The caterpillars were still on the march when we left the Reservation, and it was half an hour or more, at a mile a minute, before we were clear of them. Among the phloxes and the sunflowers, millions in the midst of hundreds of millions, they proclaimed (along with the dangers of over-population) the strength, the fecundity, the endless resourcefulness of life. We were in the desert, and the desert was blossoming, the desert was crawling. I had not seen anything like it since that spring day, in 1948, when we had been walking at the other end of the Mojave, near the great earthquake fault, down which the highway descends to San Bernardino and the orange groves. The elevation here is around four thousand feet and the desert is dotted with dark clumps of juniper. Suddenly, as we moved through the enormous emptiness, we became aware of an entirely unfamiliar interruption to the silence.

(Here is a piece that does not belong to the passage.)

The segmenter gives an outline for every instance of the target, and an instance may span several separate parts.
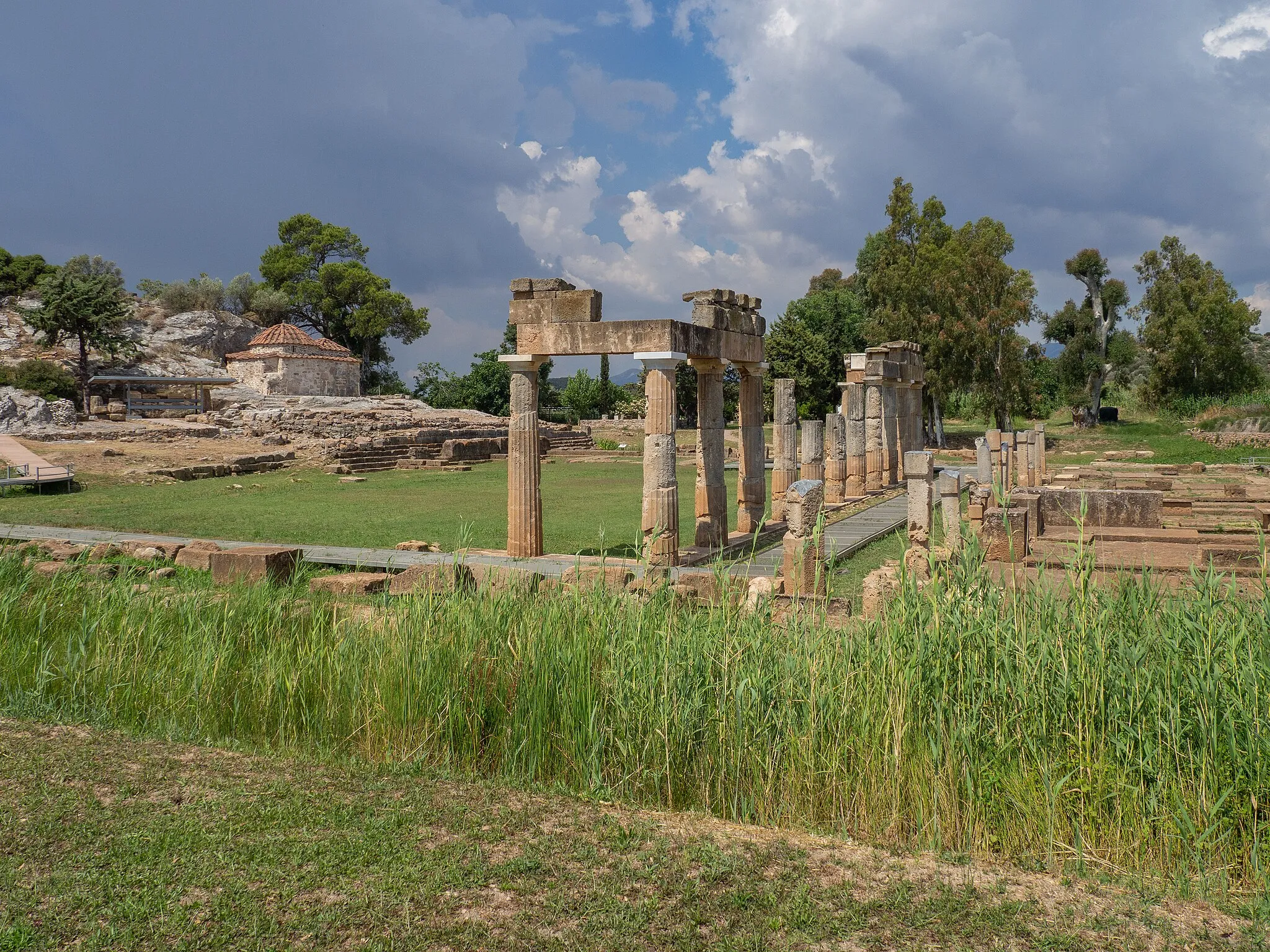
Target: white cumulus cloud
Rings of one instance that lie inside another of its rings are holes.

Before, behind, to right and to left, the sound seemed to come from all directions. It was a small sharp crackling, like the ubiquitous frying of bacon, like the first flames in the kindling of innumerable bonfires. There seemed to be no explanation. And then, as we looked more closely, the riddle gave up its answer. Anchored to a stem of sagebrush, we saw the horny pupa of cicada. It had begun to split and the full-grown insect was in process of pushing its way out. Each time it struggled, its case of amber-colored chitin opened a little more widely. The continuous crackling that we heard was caused by the simultaneous emergence of thousands upon thousands of individuals. How long they had spent underground I could never discover. Dr. Edmund Jaeger, who knows as much about the fauna and flora of the Western deserts as anyone now living, tells me that the habits of this particular cicada have never been closely studied. He himself had never witnessed the mass resurrection upon which we had had the good fortune to stumble. All one can be sure of is that these creatures had spent anything from two to seventeen years in the soil, and that they had all chosen this particular May morning to climb out of the grave, burst their coffins, dry their moist wings and embark upon their life of sex and song.